In [None]:
from transformers import CLIPProcessor, CLIPModel
from PIL import Image
import cohere
from groq import Groq

import tqdm
import time
import requests
import PIL
import io

import base64

import os
from dotenv import load_dotenv

load_dotenv()

In [None]:
image_paths = ["https://substackcdn.com/image/fetch/w_1456,c_limit,f_webp,q_auto:good,fl_progressive:steep/https%3A%2F%2Fsubstack-post-media.s3.amazonaws.com%2Fpublic%2Fimages%2Fa5cd33ba-ae1a-42a8-a254-d85e690d9870_2741x1541.png"]
image_folder_path = os.path.join(os.getcwd(), "img")
os.makedirs(image_folder_path, exist_ok=True)

In [None]:
local_image_paths = []

for url in tqdm.tqdm(image_paths):
    img_path = os.path.join(image_folder_path, f"1.{url.split(".")[-1]}")
    if not os.path.exists(img_path):
        response = requests.get(url, timeout=10)  # timeout is a good practice
        response.raise_for_status()
        with open(img_path, "wb") as fOut:
            fOut.write(response.content)
        print(f"Downloaded: {img_path}")
    else:
        print(f"Already exists: {img_path}")
    
    local_image_paths.append(img_path)


In [None]:
import cohere
cohere_key = os.getenv("COHERE_API_KEY")
print(f"{cohere_key[:5]}...{cohere_key[-5:]}")
co_client = cohere.ClientV2(api_key=cohere_key)

In [None]:
# Resize too large images
def resize_image(pil_image) -> Image.Image:
    max_pixels = 1568*1568  #Max resolution for images
    org_width, org_height = pil_image.size

    # Resize image if too large
    if org_width * org_height > max_pixels:
        scale_factor = (max_pixels / (org_width * org_height)) ** 0.5
        new_width = int(org_width * scale_factor)
        new_height = int(org_height * scale_factor)
        # resize is safer than thumbnail. Thumbnail updates the image inplace
        pil_image = pil_image.resize((new_width, new_height)) # pil_image.thumbnail((new_width, new_height))
        

    return pil_image

# Convert images to a base64 string before sending it to the API
def base64_from_image(img_path):
    """Convert the image at path to Base64 Image"""

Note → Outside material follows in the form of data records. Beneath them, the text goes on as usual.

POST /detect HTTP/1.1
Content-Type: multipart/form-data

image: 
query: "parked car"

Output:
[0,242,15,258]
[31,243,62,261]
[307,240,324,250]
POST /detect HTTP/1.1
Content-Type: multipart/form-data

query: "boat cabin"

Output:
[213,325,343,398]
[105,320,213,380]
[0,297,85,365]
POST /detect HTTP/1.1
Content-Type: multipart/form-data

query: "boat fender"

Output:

    # Check if the image is a path or PIL image
    if isinstance(img_path, str): # If the image is path
        pil_image = PIL.Image.open(img_path)
        img_format = pil_image.format if pil_image.format else "PNG"
    else:
         pil_image = img_path


    # Resize the image to max_pixel
    pil_image = resize_image(pil_image)

    # Read the image as buffer and convert to base64
    with io.BytesIO() as img_buffer:
        pil_image.save(img_buffer, format=img_format)
        img_buffer.seek(0)
        img_data = f"data:image/{img_format.lower()};base64,"+base64.b64encode(img_buffer.read()).decode("utf-8")

    return img_data

In [None]:
def embed_image_with_cohere(co, img_path):
    """Embed Image using the cohere vision model"""
    # Get the base64 representation of the image
    print(img_path)
    base64_uri = base64_from_image(img_path)
    api_input_document = {
        "content": [
            {"type": "image", "image": base64_uri },
        ]
    }
    
    resp = co.embed(
        model="embed-v4.0",
        input_type="search_document",
        embedding_types=["float"],
        inputs=[api_input_document],
    )

    return {"embedding":resp, "base64":base64_uri}

In [None]:
image_embeddings = [embed_image_with_cohere(co=co_client, img_path=img_path) for img_path in local_image_paths]

In [None]:
len(image_embeddings[0]["embedding"].embeddings.float[0])

In [None]:
groq_client = Groq(api_key=os.getenv("GROQ_API_KEY"))

In [None]:
# 2. Define the multimodal content for the API call
content = [
    {
        "type": "text", 
        "text": "Describe this image in detail." # Your text prompt
    },
    {
        "type": "image_url",
        "image_url": {
            # The data URI contains the image data and its type
            "url": image_embeddings[0]["base64"] 
        }
    }
]

chat_completion = groq_client.chat.completions.create(
    model="meta-llama/llama-4-scout-17b-16e-instruct",
    messages=[
                {
                    "role": "user",
                    "content": content
                }
            ]
)

In [None]:
def print_llm_response(response: str):
    from rich.console import Console
    from rich.markdown import Markdown
    from rich.json import JSON

    console = Console()
    try:
        console.print(JSON(response))
    except Exception:
        console.print(Markdown(response))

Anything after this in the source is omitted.